By bne IntelliNews July 22, 2008

Nicholas Birch in Kayseri, Turkey -

Tucked behind curtains in a non-descript side street in Turkey's central Anatolian city of Kayseri, Sezai Karakaya's shop is a model of discretion. But that hasn't stopped it being closed down three times since it opened in 2004, dragging its owner into an ongoing battle with the local municipality and courts.

Fantasy World's crime is to be the only sex-shop in a city that is a bastion of the socially conservative former Islamist party in power in Turkey since 2002. "If AKP wasn't in charge here, if the secularists or the ultra-nationalists were in control, life would have been much easier, no doubt about it", says Karakaya, sitting in an office stacked with vibrators and porn videos.

Karakaya may get his wish sooner than the normal democratic process would allow. Despite winning a landslide victory in general elections last year, the AKP is facing closure as the Constitutional Court, egged on by the military, has begun considering whether to ban the party for alleged "anti-secular activities." In a recent poll by ANDY-AR Social Researches Center, 58% of Turkish people expect the AKP to be closed down. If that happens, Prime Minister Recep Tayyip Erdogan and a significant number of his colleagues are liable to lose their parliamentary seats and be banned from formal party office, prompting by-elections, if not a general election.

Closed for business

A former miner who spent 19 years in Germany, Karakaya only opened Fantasy World after the teahouse he opened in 1999 went bust, and insists his new metier is just as respectable. "Kayseri people used to send off to Istanbul or Ankara for the goods that I sell, and they were getting cheated, paying for a penis enlarger and getting an empty package through the post, that sort of thing," he says. "I put a stop to that."

Police offered him protection when he first opened his place out of fear of pimps, not public reaction. "My blow-up dolls are in direct competition with their girls, you see."

Some locals took a dimmer view. "Selling snails in a Muslim neighbourhood", headlined one local newspaper, using a common phrase for something opposed to cultural norms.

Karakaya agrees the first closure in 2004 was his own fault - he'd rented a space that was supposed to be a flat, not a shop. But when municipal police closed his new premises after three days too, he suspected political pressure. "When I applied for a licence, they told me to 'get it from court'," he remembers. He did. A year later, backed by the judge, Fantasy World opened up again.

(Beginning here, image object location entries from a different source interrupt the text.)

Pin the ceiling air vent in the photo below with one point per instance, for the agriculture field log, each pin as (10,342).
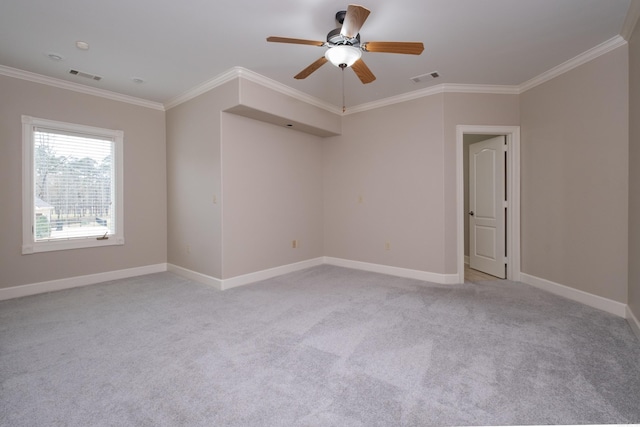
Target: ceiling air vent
(85,75)
(424,77)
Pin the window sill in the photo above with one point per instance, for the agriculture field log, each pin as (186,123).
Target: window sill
(71,244)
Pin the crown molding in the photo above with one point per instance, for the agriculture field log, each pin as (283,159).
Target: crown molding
(286,90)
(76,87)
(433,90)
(494,89)
(633,14)
(241,72)
(569,65)
(205,87)
(409,96)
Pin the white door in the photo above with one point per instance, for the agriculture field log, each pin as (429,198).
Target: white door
(486,206)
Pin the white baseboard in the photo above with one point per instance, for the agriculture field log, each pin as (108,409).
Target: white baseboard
(633,322)
(601,303)
(444,279)
(245,279)
(195,276)
(74,282)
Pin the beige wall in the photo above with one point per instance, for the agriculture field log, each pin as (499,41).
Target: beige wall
(272,187)
(575,177)
(194,179)
(266,181)
(145,221)
(634,172)
(468,109)
(392,157)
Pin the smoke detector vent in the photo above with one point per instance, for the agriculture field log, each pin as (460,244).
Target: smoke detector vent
(85,75)
(425,77)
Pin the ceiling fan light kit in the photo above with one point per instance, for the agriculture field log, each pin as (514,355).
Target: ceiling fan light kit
(344,47)
(343,55)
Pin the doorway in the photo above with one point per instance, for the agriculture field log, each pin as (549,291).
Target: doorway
(512,192)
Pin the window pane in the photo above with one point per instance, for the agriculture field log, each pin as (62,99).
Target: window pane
(74,185)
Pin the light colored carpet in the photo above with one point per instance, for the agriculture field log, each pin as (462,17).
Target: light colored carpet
(326,346)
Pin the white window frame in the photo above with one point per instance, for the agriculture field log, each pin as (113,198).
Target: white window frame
(29,244)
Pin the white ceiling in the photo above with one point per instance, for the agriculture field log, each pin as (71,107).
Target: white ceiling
(176,46)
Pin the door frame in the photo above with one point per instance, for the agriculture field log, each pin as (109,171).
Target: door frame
(512,136)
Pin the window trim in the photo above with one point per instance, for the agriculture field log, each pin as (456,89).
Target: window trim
(29,245)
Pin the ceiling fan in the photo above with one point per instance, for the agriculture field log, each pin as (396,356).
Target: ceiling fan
(345,49)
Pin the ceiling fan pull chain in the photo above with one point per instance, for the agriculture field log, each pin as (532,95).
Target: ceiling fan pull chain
(344,108)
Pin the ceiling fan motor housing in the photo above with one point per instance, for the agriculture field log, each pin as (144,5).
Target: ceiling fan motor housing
(335,38)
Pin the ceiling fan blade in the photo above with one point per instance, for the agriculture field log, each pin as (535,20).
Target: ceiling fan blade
(294,41)
(353,20)
(311,68)
(410,48)
(363,72)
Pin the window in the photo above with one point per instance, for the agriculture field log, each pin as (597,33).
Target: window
(72,186)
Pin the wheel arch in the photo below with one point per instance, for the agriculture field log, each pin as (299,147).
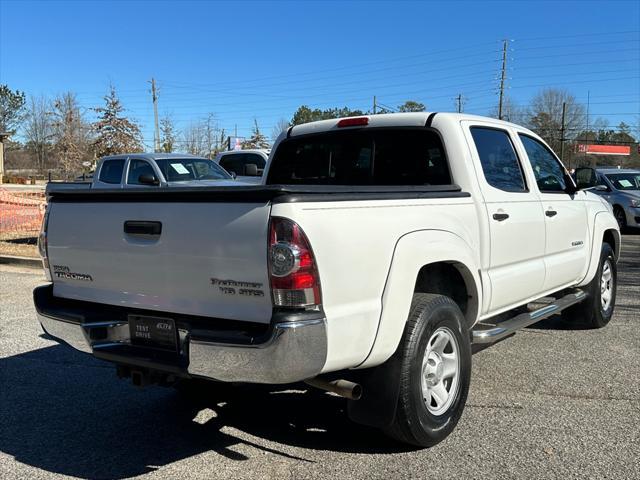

But the problems continued. A second shop he opened in 2007 went the way of the first two. Karakaya is once again in court battling the closure decision. He's also opened a compensation case against the municipality. "True, AKP controls Istanbul too, and there's scores of sex shops there," says Karakaya, whose drooping moustache betrays his somewhat improbable support for a conservative ultra-nationalist party. "But the mentality here is different, more closed. They seem to think sex shops mean drugs and women from dawn to dusk."

A well-known novelist and commentator, Alev Alatli disagrees. "If [the secularist party] CHP controlled Kayseri, that sex-shop would be worse off," she argues. "At least AKP understands the concept of the free market."

She has a point. Inhabitants of a former trading city which has turned into Anatolia's biggest industrial powerhouse over the past two or three decades, Kayseri's conservatives are fierce defenders of free trade. From the start of his problems with the municipality, Karakaya has received staunch support from the city's Chamber of Trade. "The municipality should desist from obstructing the work of our younger generation of businessmen," the Chamber's head Ali Kilci stated in a press release last year.

Kayseri shoppers seem equally unfazed by Fantasy World's alleged threat to morals. "I get all sorts here, even headscarved women in dark glasses saying they're buying for a friend," Karakaya says, smiling sympathetically.

With only one of his two shops open, he made profits of €95,000 last year, a considerable amount in a country where average wages hover around €4,000. "If business carries on going this well, I've got plans to move into production, like Mustafa Boydak", he adds, referring to the Kayseri industrialist who turned his small furniture business into a giant company with a turnover of $1.5bn and exports to 75 countries.

He is tongue in cheek. But his words reflect an attitude widespread in Kayseri and other rapidly developing cities of central Anatolia: why limit yourself to acting as middleman when you can produce things yourself.